Tetapi dari pernyataan di atas,
tidak selamanya orang-orang yang berprofesi dan mengaku profesional hanya
condong kepada seberapa besar uang yang dia dapat ketika menjalankan
profesinya. Dari berbagai sumber yang saya pernah ketahui, profesi seorang guru
kini sudah tidak di pandang sebelah mata lagi. Istilah “umar bakrie” sosok guru
zaman dahulu yang selalu di pandang rendah karena penghasilan yang dia dapatkan
dari profesinya tersebut, kini sudah dapat di tampik oleh guru-guru di masa
sekarang. Jangan terlalu jauh membandingkan penghasilan guru di Indonesia
dengan guru di luar negeri yang tentunya jauh lebih fantastis. Analisis dan
review terlebih dahulu saja perbandingan guru di masa lalu dan di masa kini,
paling tidak pemerintah sudah memikirkan nasib guru yang bertugas mulia
mencerdaskan anak negeri dengan memberikan gaji yang layak dengan berbagai
tunjangan-tunjangan yang di harapkan dapat mensejahterakan hidup seorang guru.
Jika hak seorang guru telah diperbaiki dan dijunjung tinggi di masa kini. Yang
harus di garis bawahi adalah apakah kewajiban seorang guru sudah tersalurkan
dengan baik kepada anak negeri?

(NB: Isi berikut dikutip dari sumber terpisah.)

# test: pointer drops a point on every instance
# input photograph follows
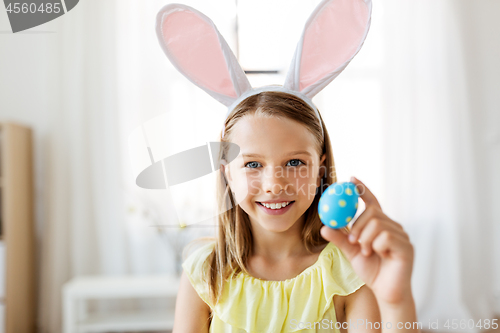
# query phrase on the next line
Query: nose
(274, 182)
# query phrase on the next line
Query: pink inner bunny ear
(332, 36)
(195, 47)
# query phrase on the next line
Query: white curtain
(441, 120)
(83, 231)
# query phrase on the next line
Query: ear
(225, 169)
(322, 168)
(195, 47)
(332, 36)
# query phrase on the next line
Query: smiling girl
(273, 267)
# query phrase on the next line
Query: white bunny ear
(196, 48)
(332, 36)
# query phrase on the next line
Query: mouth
(276, 208)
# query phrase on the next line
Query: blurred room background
(416, 116)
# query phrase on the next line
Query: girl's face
(279, 164)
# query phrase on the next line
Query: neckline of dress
(305, 271)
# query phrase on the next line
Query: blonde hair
(233, 241)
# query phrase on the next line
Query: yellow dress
(300, 304)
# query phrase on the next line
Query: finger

Apakah sifat profesionalisme telah tertanam
dengan rapih di hati seorang guru dan bertekad sungguh-sungguh untuk
mencerdaskan anak negeri dengan tidak selalu memandang berapa penghasilan yang
akan berada di tangannya?. Padahal saya yakin banyak karakter-karakter seorang
guru profesionalisme yang sebenarnya ada di negara ini. mereka yang dengan
berbesar hati tidak membandingkan penghasilannya dengan guru negeri di
kota-kota besar, mereka yang dengan sabar dan ikhlas berjuang mencerdaskan anak didiknya di ujung
negeri indonesia. tetapi justru merekalah yang belum dapat hidup sejahtera.
Jadi di balik kata profesionalisme,
ada kertas bernilai rupiah yang ikut andil dan memainkan peran, sangat di
sayangkan jika seorang guru berlaku profesionalisme hanya lebih memberatkan
faktor tersebut, bukan murni dari hati ingin memiliki sifat profesionalisme
dalam profesinya. Memang tidak dapat di pungkiri guru pun memiliki kehidupan
dan kebutuhan yang tentunya di ukur dari penghasilannya sebagai guru, tetapi
alangkah baiknya jika guru di Indonesia
terutama di kota-kota besar
memiliki karakter jiwa profesionalisme yang sesungguhnya.